Sebelum kedatangan bangsa Arya di India telah
lama hidup bangsabangsa Dravida yang telah mencapai suatu tingkat peradaban
yang tinggi sebagaimana dibuktikan oleh penelitian-penelitian yang dilakukan
terhadap wilayah Lembah Indus. Peradaban lembah ini dalam satu segi juga
menunjukkan gambaran keagamaan yang ada pada waktu itu, yang tetap dapat
dilacak dalam agama Hindu sekarang ini.[18]

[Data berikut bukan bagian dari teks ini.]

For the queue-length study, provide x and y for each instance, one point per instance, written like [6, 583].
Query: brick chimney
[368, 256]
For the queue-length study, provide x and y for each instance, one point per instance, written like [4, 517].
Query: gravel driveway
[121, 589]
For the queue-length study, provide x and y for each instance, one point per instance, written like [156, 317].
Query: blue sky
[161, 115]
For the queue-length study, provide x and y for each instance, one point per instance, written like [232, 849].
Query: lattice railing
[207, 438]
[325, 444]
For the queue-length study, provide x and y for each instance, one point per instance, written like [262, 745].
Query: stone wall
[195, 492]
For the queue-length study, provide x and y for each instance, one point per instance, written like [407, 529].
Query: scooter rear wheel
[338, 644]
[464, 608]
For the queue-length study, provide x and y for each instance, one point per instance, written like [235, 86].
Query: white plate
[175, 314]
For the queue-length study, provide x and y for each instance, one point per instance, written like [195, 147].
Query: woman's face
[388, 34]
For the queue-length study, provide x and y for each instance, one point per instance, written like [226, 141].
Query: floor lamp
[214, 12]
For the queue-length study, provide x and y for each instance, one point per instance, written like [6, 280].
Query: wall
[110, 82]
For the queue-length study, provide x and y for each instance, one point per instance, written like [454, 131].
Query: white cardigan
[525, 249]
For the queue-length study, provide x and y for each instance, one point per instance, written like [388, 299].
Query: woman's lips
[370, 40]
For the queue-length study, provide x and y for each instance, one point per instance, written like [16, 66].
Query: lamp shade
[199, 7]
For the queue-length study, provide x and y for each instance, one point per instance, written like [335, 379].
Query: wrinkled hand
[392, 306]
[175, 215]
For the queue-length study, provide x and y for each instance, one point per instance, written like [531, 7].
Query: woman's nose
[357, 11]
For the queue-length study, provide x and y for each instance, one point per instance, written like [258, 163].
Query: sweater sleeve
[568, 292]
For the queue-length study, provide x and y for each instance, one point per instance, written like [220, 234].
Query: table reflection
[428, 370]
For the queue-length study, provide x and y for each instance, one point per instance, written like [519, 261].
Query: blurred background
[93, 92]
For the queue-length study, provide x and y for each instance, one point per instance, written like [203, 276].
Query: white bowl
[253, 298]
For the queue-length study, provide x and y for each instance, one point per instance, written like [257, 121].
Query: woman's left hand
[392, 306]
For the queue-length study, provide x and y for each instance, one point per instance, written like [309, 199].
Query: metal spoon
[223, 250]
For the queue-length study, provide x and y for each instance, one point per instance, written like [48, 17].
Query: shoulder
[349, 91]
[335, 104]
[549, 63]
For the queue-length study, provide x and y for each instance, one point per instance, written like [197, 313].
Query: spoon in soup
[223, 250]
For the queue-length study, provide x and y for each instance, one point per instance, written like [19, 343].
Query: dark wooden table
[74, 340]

Agama Hindu tidak hanya terdapat di India,
tetapi juga telah masuk ke Indonesia, bahkan sangat kuat pengaruhnya terutama
di Jawa. Ada beberapa bukti pengaruh agama Hindu dan kebudayaan India terhadap
Indonesia dalam bidang sastra dan agama, seni bangunan dan adat kebiasaan yang
ada di sekitar kraton. Dari sini barangkali dapat dipahami bahwa masuknya
pengaruh tersebut bukan melalui kasta-kasta Sudra, Waisya ataupun Ksatria,
tetapi oleh para Brahmana, karena merekalah yang berwenang membaca kitab suci
dan menentukan peribadatan. Ajaran tentang samsara, karma, yang tidak terlepas
dari ajaran kasta yang dikaitkan dengan kelahiran seseorang memungkinkan dugaan
bahwa agama Hindu bukan agama dakwah dan tidak mencari pengikut. Namun yang sering
menjadi persoalan adalah bagaimana pengaruh para Brahmana terhadap lingkungan
kraton tersebut.
Dugaan kuat dalam hal ini ialah bahwa yang
aktif adalah orang-orang Indonesia sendiri. Karena adanya hubungan dagang
dengan orang-orang India, maka banyak rakyat yang juga hidup berdagang dan
menjadi kaya. Hubungan raja dan rakyat juga baik sehingga para raja juga menghargai
para Brahmana tersebut. Dalam lingkungan kehidupan beragama, para pedagang yang
beragama Hindu memerlukan para Brahmana. Oleh karena itu para Brahmana tersebut
memiliki kesempatan untuk berada dalam lingkungan kraton. Hal ini terbukti
dengan penemuan prasasti di Kutai yang menunjukkan bahwa untuk keperluan
sedekah raja memberikan beberapa ekor sapi kepada para Brahmana tersebut.[19]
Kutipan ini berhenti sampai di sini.